Treating the Department of the Air Force as the principal, the final question is whether the record, at this juncture, permits a judgment in favor of the United States as a matter of law under Bradley's definition of a statutory employer. In our view, the record does not. With respect to the first prong of the Bradley analysis, i.e., whether the contract work is specialized or nonspecialized, it is undisputed in the record that employees of the Department of the Air Force, indeed those at Tinker, were fully capable of performing the work Frost & Keeling was hired to perform. See Defendant's Exhibit A to Motion for Summary Judgment at p. 3 (Rec.Vol.I, Doc. 34). Therefore, the work performed by Frost & Keeling was not specialized per se. See Mozeke, 856 F.2d at 725 (under Berry, work is not specialized per se when principal's own employees are capable of performing the contract work).


However, with respect to the second and third prongs of the Bradley analysis, the record is not sufficiently developed to permit resolution of the pertinent questions. As indicated above, the second stage of the Bradley analysis requires a comparison of the principal's trade, business, or occupation with the contract work to determine if the latter can be considered part of the principal's trade, business, or occupation. Bradley, 804 P.2d at 428 n. 10. The overriding question at this stage of the analysis is "whether [the contract work] is, in that business, normally carried on through employees rather than independent contractors." Id. (quoting Berry, 488 So.2d at 938) (emphasis in original). The third level of the analysis under Bradley asks whether the principal, at the time of the injury, was engaged in the business or occupation of the hired contractor. Id.


In this case, the record contains information about the functions of the Accessory Division and the Plant Management Division at Tinker. Specifically, the United States submitted a sworn declaration from the chief and deputy chief of the Plant Management Division which states in part that the "[i]nstallation of industrial production equipment, such as the 1,000-ton hydraulic press installed by Frost & Keeling Associates, Inc., is a task customarily carried out by the Plant Management Division (MAD), either by its own installation branch or through the medium of an independent contractor such as Frost and Keeling Associates, Inc." See Exhibit A to Defendant's Motion for Summary Judgment at p. 8 (Rec.Vol.I, Doc. 34).
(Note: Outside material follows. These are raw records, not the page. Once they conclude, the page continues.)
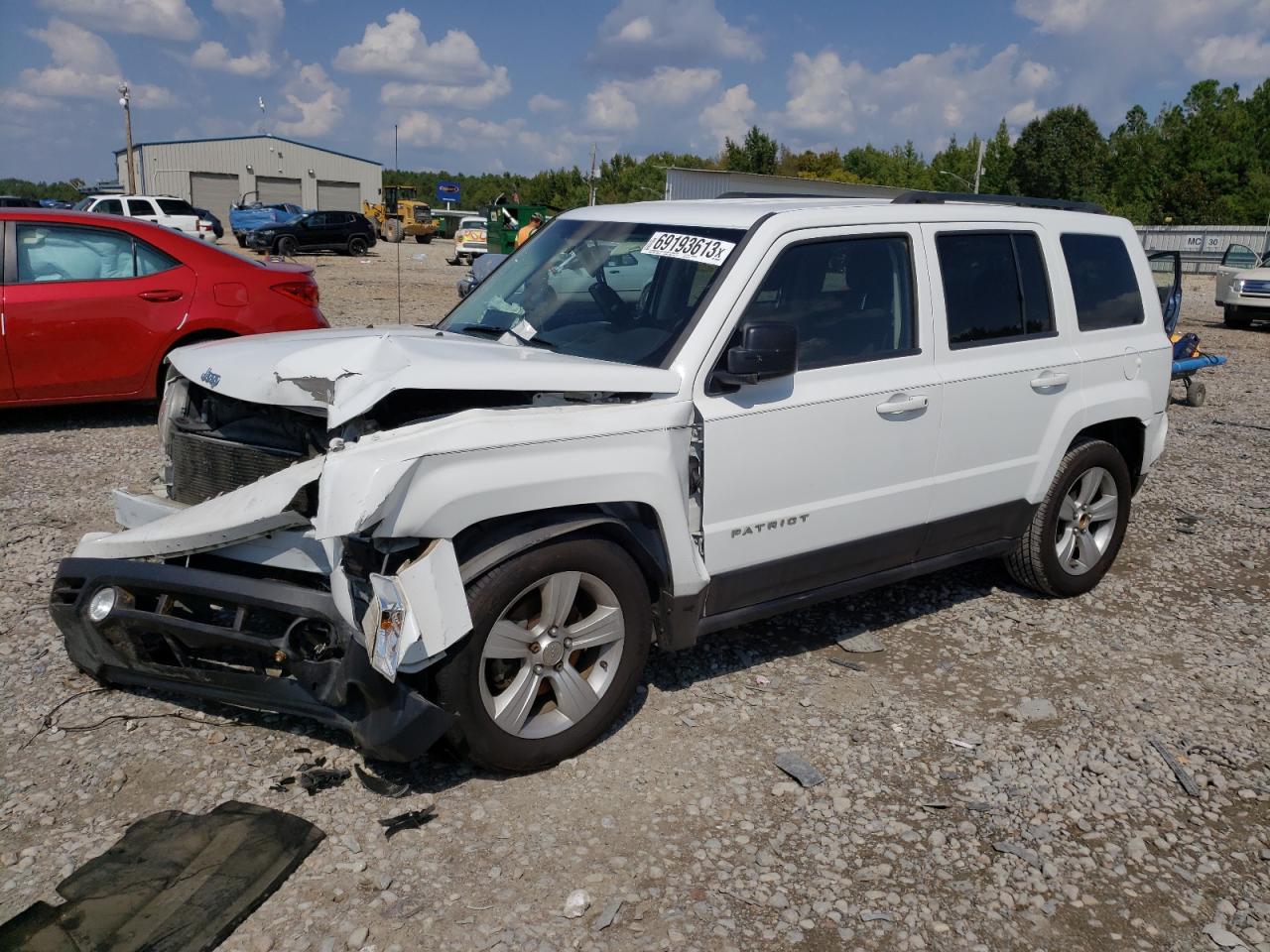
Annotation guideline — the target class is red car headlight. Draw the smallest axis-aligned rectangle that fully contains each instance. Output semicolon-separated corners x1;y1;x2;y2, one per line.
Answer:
272;281;318;307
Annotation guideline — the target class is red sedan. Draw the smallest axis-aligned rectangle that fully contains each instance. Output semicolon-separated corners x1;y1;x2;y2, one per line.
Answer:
0;208;329;407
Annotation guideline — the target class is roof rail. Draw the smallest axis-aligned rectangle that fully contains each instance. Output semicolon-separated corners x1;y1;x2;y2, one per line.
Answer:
892;191;1107;214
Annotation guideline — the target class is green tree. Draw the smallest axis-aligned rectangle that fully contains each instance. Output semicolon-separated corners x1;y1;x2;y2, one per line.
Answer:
1012;105;1107;200
722;126;780;176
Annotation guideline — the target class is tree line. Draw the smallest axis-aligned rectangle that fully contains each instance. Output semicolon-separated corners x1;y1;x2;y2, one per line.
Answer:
0;78;1270;225
384;80;1270;225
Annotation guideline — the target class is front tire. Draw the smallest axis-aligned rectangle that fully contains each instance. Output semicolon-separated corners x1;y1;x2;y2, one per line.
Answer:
1006;439;1133;598
436;538;653;771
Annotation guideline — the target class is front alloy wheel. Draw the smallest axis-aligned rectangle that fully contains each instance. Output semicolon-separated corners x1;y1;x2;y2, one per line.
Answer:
480;571;626;738
436;536;653;771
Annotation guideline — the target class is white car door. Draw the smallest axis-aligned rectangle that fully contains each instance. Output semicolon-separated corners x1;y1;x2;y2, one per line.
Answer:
921;222;1082;558
1212;244;1261;307
696;225;941;615
123;195;167;225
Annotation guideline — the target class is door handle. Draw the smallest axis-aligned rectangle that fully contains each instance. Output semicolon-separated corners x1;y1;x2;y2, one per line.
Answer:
1031;371;1070;390
877;394;931;416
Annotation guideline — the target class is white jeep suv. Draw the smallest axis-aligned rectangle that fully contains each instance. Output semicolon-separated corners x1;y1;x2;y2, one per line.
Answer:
75;195;216;241
52;193;1180;770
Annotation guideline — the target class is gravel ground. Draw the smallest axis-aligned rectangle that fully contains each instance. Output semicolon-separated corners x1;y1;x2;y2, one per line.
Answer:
0;255;1270;952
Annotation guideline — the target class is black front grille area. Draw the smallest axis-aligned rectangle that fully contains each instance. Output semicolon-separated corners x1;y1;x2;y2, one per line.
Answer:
169;431;308;513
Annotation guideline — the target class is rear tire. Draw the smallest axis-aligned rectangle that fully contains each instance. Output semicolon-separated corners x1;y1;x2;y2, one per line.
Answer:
1006;439;1133;598
436;538;653;771
1221;304;1252;330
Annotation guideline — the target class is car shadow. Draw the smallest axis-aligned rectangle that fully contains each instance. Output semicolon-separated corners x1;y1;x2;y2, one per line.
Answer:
0;400;159;432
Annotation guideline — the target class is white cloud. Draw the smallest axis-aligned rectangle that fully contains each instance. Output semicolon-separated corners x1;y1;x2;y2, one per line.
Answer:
276;62;348;136
396;110;445;146
1015;0;1102;33
335;9;493;81
1187;31;1270;80
190;40;274;76
701;82;754;144
528;92;567;113
1015;0;1270;115
588;0;763;72
40;0;199;41
585;82;639;130
335;9;512;109
380;66;512;109
20;19;177;109
781;45;1058;147
585;66;720;131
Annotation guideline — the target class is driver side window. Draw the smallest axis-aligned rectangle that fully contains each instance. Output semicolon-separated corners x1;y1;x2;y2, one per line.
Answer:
740;235;918;371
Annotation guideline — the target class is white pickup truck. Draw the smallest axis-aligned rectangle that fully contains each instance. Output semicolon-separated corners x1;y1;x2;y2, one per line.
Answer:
51;193;1180;770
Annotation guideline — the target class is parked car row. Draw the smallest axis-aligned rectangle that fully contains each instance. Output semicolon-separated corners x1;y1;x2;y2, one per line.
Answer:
0;210;327;405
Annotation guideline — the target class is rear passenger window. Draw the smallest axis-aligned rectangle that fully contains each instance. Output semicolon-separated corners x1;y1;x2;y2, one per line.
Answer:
742;235;917;371
1062;235;1146;330
935;231;1054;349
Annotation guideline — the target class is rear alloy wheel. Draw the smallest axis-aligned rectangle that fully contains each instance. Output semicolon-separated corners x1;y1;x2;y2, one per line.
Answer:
1006;439;1131;598
1221;304;1252;330
437;538;653;771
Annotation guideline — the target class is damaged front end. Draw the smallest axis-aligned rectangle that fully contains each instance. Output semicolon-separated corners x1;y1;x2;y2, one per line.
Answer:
50;378;471;761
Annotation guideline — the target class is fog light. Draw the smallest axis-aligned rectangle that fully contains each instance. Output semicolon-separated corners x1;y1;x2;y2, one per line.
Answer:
87;588;115;623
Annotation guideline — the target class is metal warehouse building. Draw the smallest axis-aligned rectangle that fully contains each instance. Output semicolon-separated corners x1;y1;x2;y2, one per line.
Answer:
114;136;384;226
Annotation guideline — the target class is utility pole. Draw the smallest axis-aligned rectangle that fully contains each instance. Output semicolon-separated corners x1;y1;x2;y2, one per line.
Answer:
586;142;597;204
119;82;137;195
974;139;988;194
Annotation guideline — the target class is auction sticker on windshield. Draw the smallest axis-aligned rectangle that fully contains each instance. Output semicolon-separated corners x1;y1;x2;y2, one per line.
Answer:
640;231;736;264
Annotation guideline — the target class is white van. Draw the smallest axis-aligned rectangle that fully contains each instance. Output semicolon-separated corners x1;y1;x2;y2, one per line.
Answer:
75;195;216;241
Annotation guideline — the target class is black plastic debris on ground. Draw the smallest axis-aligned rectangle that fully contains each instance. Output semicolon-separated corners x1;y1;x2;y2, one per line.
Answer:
299;767;352;796
353;765;410;798
772;750;825;787
380;806;437;839
0;801;326;952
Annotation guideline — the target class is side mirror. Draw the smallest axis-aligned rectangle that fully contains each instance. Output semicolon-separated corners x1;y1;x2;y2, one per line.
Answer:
715;321;798;386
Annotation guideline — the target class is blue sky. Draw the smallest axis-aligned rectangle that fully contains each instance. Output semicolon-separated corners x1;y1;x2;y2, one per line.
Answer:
0;0;1270;180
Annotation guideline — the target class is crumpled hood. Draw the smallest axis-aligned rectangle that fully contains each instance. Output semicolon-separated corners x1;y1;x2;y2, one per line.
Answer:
172;327;680;427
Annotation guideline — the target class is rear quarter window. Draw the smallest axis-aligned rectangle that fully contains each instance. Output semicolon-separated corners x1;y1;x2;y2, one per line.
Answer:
1061;235;1147;331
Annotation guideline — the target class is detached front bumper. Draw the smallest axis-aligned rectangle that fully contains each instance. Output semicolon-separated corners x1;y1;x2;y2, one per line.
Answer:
50;558;453;761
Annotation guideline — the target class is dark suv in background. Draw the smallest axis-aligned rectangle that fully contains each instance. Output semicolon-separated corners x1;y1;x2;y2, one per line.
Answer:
246;212;375;257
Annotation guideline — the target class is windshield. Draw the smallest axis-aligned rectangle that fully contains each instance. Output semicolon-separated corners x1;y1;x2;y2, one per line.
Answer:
440;219;743;367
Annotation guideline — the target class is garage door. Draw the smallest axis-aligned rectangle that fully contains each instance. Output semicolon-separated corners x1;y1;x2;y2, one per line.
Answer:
318;180;362;212
255;176;303;204
190;172;239;231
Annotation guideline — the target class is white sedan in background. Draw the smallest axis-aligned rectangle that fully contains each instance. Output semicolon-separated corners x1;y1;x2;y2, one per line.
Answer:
1214;239;1270;327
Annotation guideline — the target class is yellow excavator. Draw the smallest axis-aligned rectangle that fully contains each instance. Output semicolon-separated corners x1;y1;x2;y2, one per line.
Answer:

This statement and the remainder of the record, however, do not provide any information regarding whether employees of the Department of the Air Force at Tinker, or elsewhere, normally installed 1,000-ton hydraulic presses rather than independent contractors. Nor does the record contain any information regarding whether the Department of the Air Force at Tinker, or elsewhere, was actually engaged in work like the installation of a 1,000-ton hydraulic press at the time decedent was fatally injured.


The United States, as the party asserting the statutory employer defense, bears the burden under Bradley of establishing that employees of the Department of the Air Force normally performed and, at the time of decedent's fall, actually were performing the work Frost & Keeling was hired to perform. Bradley, 804 P.2d at 427. Obviously, the United States, at the time it moved for summary judgment, was unaware that its status as a statutory employer depended on this information. In any event, the absence of such information in the record before us presents unresolved genuine issues of material fact, and precludes an affirmance of the summary judgment entered in favor of the United States.


Accordingly, the judgment of the district court is REVERSED, and the case is REMANDED for further proceedings. As discussed above, our determination does not necessarily preclude a judgment in favor of the United States on the basis of the statutory employer defense after further development of the record. We speak only to the record as it is now before us.